I've just found a genuinely very chilling article online about Malachi Ritscher, a jazz enthusiast from Chicago who took his own life at the beginning of this month by covering himself in petrol then setting fire to himself. They found his charred remains next to a a sign saying "Thou Shalt Not Kill", and it appears he did this as some sort of anti-war protest.
http://www.pitchforkmedia.com/article/feature/39663/Malachi_Ritscher_19542006Now, all this is quite unnerving enough, really. The article is actually very well written and goes into much more depth about the morality of the act, certainly much more in depth than a forum topic first post ever realistically could, but what disturbed me about it the most was how many people I knew who were exactly like Malachi. People who obsessively collect cultural artefacts (be they music, literature or live recordings). People who are shy but well-meaning, who know loads of people but have no real close friends . People who are friends to everyone, but don't really have any friends.

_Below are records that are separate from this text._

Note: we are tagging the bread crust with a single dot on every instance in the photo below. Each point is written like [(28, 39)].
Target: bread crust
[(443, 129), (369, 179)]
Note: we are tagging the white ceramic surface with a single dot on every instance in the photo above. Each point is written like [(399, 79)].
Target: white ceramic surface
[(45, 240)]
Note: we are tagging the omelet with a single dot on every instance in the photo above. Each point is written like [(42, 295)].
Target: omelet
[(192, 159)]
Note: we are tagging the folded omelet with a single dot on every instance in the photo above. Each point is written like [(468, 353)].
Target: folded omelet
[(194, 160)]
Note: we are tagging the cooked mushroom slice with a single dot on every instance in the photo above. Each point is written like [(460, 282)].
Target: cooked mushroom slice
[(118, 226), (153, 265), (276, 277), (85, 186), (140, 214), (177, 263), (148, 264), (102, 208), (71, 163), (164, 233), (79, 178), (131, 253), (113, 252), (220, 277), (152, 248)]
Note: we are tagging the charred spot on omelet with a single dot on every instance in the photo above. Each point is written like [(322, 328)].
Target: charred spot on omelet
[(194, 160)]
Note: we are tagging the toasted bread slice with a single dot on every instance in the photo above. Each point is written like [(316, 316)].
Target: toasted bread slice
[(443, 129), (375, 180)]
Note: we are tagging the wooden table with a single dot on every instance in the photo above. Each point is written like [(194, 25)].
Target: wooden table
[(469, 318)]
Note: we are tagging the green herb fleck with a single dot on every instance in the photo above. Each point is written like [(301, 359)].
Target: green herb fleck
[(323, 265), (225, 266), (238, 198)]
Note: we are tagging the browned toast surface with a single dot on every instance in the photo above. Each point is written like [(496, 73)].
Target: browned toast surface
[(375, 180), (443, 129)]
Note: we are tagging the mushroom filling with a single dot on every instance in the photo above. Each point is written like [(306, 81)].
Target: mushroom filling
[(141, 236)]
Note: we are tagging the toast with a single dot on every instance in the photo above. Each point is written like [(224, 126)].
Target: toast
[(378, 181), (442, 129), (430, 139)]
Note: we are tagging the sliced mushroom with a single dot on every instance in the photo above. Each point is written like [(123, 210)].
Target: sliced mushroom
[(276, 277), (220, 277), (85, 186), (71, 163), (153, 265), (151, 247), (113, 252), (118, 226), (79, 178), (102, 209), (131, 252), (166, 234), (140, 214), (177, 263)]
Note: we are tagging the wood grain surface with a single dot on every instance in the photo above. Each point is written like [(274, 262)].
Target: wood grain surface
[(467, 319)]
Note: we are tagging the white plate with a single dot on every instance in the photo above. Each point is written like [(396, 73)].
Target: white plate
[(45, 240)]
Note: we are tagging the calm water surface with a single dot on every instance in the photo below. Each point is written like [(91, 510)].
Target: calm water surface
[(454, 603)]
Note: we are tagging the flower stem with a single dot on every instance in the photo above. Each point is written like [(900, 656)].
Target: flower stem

Then an excerpt from the article really shook me to the core:
(Forgive me for saying it, but if any of you reading this spend most of your time alone at computers, blogging and posting to message boards but not always doing the tough, tiring work of going out and forging messy human relationships with the people around you, this is something to remember: Try hard.)
A bit too close to home for many, perhaps? Don't get me wrong, I don't necessarily think I fall into this category (yet!), but there are moments when I've slipped dangerously close to it.
The act of self immolation is also terrifying - what kind of tolerance and willpower would you have to have to do it? Plenty of methods of suicide are gruesome enough - jumping under a train, for instance, is an agonising choice - but actually setting fire to one's self is slower than it might otherwise be, and completely and totally beyond my comprehension.
Thoughts, etc? I'm not too sure what aspect of this article we can take to discuss, the morality and personality of the man or the act itself, but I'm sure the conversation will take its own course.